His grandfather, great-uncle, and father all played in the NFL
Accardo had two daughters, Linda and Marie, the latter of whom married Palmer Pyle (who would be Jake Kumerow’s grandfather), an offensive lineman who played six NFL seasons, four with the Baltimore Colts and one each with the Minnesota Vikings and Oakland Raiders.
His brother, Mike (who would be Kumerow’s great-uncle), played center for the Chicago Bears for nine seasons, helping the team to an NFL title in 1963, the same year he was selected to his only Pro Bowl, and was named one of the 100 greatest players in franchise history in 2019.
Palmer and Marie had two children, Eric and Cheryl, but when the couple divorced, Marie married former Chicago union boss Ernest Kumerow, who adopted Eric and Cheryl and raised them as his own. Eric went on to become a high school All-American quarterback and then took his talents to Ohio State, where he transitioned to defense and won 1986 Big Ten Defensive Lineman of the Year.

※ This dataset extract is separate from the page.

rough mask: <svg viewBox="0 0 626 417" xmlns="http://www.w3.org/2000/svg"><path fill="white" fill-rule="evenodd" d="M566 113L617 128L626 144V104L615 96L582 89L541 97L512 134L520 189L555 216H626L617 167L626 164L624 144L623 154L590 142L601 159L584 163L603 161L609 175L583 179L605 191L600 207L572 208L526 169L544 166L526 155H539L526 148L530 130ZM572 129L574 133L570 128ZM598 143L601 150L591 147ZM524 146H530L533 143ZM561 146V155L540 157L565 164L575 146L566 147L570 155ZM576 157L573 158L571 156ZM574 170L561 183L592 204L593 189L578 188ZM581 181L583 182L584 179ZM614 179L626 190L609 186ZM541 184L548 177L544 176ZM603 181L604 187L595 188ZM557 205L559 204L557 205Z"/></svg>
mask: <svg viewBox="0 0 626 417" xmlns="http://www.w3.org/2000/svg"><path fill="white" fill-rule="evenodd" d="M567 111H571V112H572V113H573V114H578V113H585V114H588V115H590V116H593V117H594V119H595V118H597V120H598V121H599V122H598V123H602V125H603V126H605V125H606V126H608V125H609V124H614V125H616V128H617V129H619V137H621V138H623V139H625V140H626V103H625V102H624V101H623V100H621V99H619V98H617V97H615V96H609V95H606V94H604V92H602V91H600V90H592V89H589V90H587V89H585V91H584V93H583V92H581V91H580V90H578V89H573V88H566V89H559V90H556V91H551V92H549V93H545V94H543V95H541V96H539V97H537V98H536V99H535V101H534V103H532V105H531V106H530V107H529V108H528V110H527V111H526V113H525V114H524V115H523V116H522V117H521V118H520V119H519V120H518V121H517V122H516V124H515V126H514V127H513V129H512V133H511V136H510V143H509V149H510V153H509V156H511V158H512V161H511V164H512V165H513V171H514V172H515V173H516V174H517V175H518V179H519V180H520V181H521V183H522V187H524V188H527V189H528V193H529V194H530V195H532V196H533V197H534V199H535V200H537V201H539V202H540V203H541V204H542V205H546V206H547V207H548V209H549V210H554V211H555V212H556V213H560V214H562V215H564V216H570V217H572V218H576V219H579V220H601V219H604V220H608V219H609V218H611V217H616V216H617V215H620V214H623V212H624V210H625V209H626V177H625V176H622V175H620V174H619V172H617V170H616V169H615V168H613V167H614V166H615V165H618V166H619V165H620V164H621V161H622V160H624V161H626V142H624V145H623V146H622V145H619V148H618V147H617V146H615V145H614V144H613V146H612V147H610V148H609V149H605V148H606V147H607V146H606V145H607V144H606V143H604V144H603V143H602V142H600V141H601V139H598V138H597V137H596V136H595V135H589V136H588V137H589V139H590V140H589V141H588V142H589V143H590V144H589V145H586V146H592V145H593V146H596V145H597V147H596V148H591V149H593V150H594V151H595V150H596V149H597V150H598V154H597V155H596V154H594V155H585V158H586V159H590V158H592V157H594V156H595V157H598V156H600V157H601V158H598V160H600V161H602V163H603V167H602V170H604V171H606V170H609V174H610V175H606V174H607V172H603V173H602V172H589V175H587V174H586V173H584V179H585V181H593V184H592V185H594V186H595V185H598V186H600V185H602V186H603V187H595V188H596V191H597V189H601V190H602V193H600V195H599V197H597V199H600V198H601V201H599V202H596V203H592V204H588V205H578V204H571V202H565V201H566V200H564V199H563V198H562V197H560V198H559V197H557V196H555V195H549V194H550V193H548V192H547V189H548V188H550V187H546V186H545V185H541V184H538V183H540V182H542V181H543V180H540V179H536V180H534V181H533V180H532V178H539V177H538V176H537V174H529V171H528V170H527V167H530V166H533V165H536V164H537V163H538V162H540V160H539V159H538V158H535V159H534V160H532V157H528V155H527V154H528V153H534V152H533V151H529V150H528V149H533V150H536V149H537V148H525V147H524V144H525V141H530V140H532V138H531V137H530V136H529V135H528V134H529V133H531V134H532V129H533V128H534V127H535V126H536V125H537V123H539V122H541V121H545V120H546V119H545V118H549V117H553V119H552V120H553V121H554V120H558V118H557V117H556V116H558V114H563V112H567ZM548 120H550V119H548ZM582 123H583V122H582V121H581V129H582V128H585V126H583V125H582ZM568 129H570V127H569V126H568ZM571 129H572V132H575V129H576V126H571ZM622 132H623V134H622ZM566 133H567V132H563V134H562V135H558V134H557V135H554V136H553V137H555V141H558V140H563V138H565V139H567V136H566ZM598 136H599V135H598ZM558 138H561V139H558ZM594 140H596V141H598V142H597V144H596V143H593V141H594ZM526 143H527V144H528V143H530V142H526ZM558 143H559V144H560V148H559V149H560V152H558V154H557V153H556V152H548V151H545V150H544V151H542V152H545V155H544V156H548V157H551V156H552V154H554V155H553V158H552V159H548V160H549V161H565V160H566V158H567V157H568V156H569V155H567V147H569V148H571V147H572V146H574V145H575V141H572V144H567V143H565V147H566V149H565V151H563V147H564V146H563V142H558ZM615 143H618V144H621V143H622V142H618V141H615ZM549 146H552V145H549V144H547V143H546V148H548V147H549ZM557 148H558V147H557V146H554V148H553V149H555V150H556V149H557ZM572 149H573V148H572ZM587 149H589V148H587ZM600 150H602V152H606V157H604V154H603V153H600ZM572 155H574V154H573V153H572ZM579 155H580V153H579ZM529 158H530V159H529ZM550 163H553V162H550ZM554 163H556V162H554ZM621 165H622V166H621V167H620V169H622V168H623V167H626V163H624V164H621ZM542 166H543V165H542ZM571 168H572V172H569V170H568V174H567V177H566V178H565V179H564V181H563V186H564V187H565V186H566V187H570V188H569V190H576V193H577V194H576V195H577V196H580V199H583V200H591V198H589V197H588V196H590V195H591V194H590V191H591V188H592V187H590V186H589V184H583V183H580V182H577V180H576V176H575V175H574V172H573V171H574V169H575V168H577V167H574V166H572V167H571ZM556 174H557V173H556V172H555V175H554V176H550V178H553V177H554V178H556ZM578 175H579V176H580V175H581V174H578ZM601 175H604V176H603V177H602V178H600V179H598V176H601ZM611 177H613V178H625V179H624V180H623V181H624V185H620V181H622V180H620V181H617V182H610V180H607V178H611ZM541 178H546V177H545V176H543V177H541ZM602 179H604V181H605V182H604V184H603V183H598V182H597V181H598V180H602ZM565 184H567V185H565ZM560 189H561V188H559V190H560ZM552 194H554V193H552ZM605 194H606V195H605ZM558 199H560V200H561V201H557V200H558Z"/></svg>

He was taken in the first round of the 1988 NFL draft with the 16th overall pick by Miami and played three seasons with the Dolphins, recording five sacks in 42 games. Seen as a disappointment, the Fins gave up on him and he signed with the Bears in 1991 but never played a regular-season game in the Windy City as he tore his Achilles tendon and retired soon after. Jake was born the following February.
Kumerow is cousins with Nick and Joey Bosa
The year before the Dolphins took Eric Kumerow, they’d used the exact same 16th overall pick on Boston College defensive end John Bosa, who, like Kumerow, spent three seasons in Miami before fizzling out.
The two became friends and Kumerow introduced Bosa to his sister, Cheryl. In 1993, Cheryl and John were married (they’re now divorced) and later had two sons together, Joey and Nick, who both followed in their uncle Eric’s footsteps and became star defensive players at Ohio State.
Joey, the elder of the two, was taken with the third overall pick in the 2016 NFL draft by the Chargers while Nick was taken with the second pick in 2019 by the 49ers. Both won Defensive Rookie of the Year honors with Nick helping lead San Francisco to the Super Bowl in his first year. To get there, the Niners first had to get through the Green Bay Packers in the NFC Championship Game.
And who was on that roster? None other than Bosa’s cousin, Jake Kumerow. The Niners obviously took the victory and it proved to be Kumerow’s last official game in a Packers uniform.
See, we told you the family tree was fascinating.